With the sputters of motorbikes competing with the bamboo flutes of spa music, I was flattered when my masseuse in Bangkok, pressing my right knee to my left ear, told me my body was “so strong.” I was less flattered when shortly thereafter – with my quadricep on the verge of splitting in two – she giggled and told me, “Your body is just like a guy’s.” I winced. I could have punched her, I guess, but Oui and I just laughed about it together.
When I was little, I always imagined that when I grew up, I’d meet most of the people in the world. In the long stretches of of grass near my childhood house, with hours ahead of me without any responsibility, I remember thinking I’d have to make sure to use my time wisely, because I wanted to meet most of the people in the world, and I knew there were a lot of people.
Sartre once wrote, “Hell is other people.” I don’t agree. I think Hell can be other people. It’s Hell in the betrayals you can’t forgive. The loves who break our hearts. People you want to hold onto, to keep as your own, before you realize that every person is their own, and can never really belong to anyone else. Since I’ve waited for love letters that never came… seen people I love most in the world in pain…I know Hell can be other people. But Heaven can be other people other, too.
When we were growing up, we were told never to talk to strangers. I think this attitude persists into adulthood. It’s not that we can’t care for strangers – send them a little kindness instead of indifference – it’s just that we don’t try. Our default is to not try.
I grew up to be a woman who, like most people, is pretty indifferent towards strangers. I’m much more inclined to be annoyed with the person ahead of me on the on-ramp, than I am to send that person a silent wish that they have a good day at work. But what if instead, when I notice myself feeling annoyed, I decide to be this stranger’s ally – to forgive the apparent offense and for a few minutes we’re in each other’s presence, I decide to help this stranger if they need help.
The truth is we gain a lot when we overcome that initial discomfort and either share a few pleasant minutes with a stranger, or get to know them – have them go from strangers to friends.
A lot of the time, we surround ourselves with people who are a lot like us. By making an effort to talk to strangers, meet other people, we get a chance to break out of our comfort zones, and we learn a lot. Our view of reality changes altogether.
When I was in Asia, I nibbled on cuttlefish, fried, cut and served in a plastic bags. I ate a chili pepper on a dare, and minutes later, was trying to find a good Phnom Penh gutter to throw up in. I fed an elephant bananas, and held my breath as the basket of our hot air balloon crashed into the ground. I’ve been home about a week, and people have asked me how my trip to Asia was. “What was your favorite part?” they ask. And even though I loved all of the things I got to do and see, often what comes to mind as my favorite parts are the people parts. I tell them: “Meeting all these different people from all these different backgrounds was one of my favorite parts,” and I think of the conversations at picnic tables in bars and on buses and at food stands with 31-then strangers.

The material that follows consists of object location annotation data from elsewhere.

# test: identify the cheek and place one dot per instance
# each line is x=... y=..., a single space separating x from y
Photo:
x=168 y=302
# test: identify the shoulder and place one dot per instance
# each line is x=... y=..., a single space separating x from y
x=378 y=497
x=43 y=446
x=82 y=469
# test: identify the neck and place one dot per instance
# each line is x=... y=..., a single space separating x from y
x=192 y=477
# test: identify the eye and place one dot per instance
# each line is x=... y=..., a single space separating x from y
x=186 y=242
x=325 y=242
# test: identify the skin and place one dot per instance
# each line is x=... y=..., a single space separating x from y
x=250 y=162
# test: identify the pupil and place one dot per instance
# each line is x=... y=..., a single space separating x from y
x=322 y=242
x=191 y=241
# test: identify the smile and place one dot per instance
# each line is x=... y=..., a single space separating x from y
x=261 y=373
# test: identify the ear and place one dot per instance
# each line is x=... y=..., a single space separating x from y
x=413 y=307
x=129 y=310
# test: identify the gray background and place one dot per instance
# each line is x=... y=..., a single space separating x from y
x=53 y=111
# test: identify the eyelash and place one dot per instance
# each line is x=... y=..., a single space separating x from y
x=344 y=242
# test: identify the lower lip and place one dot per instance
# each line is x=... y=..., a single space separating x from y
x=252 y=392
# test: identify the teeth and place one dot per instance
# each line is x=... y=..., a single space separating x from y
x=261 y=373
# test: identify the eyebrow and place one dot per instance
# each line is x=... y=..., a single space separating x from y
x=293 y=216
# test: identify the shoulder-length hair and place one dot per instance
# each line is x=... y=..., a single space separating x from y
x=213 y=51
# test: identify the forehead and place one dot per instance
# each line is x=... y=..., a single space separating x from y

I think it’s important to remember, when we’re standing in line at Starbucks, Iphones in hand, just how many people are out there, and what stories they have to share. This can even extend to when you’re fresh off a broken heart, and forgetting that there are many fish in the sea, and not only one fish – which you’ve now identified, via his stripes and shady colors, as the Bastard Fish, cousin to the Clown Fish… (joke, everyone).
Because while I’ll always remember the steps leading to the Doi Suthep temple, tiled, gilded with gold and guarded by dragons, more prominent in my memory will be hugging a new friend tight in the airport when her big blue eyes welled with tears because her flight home basically disappeared. I’ll remember sitting on a sidewalk outside a bar in Chiang Mai, me wearing a tie, him a purple dress, and talking about how people should be able to love whomever they want. I miss sizing up hotel rooms with my Italian roommate, the conversations that would ensue when we walked into our room (“We’ve got a BLOWDRYER, ladies and gentlemen!” (neither of us had a blowdryer) or “So we have a phone next to the toilet, but no toilet paper. Or blowdryer. Or bottled water. Or anything useful, really”). She used to swear in Italian when she burned herself with her straightener or lost at UNO (“maria virgENE!”), and I will never forget sitting on our wraparound deck with her in Luang Prabang, Laos, drinking a beer in our robes, and talking about our futures.
It’s halfway through the year – a great time to check in with your New Year’s resolutions and decide if there’s any Half Year’s resolutions that you’d like to make. Six months is more than enough time to accomplish some pretty big goals.
I’m just off a trip abroad that gave me plenty of time to renew and reflect. They say you should work on five big goals or less at a time – I have three. One of them is to make a conscious effort to talk to strangers more, and meet new people/make more new friends.
What are some of your Half Year’s resolutions? How are your New Year’s resolutions going? (if they’re not going well, don’t worry about it!).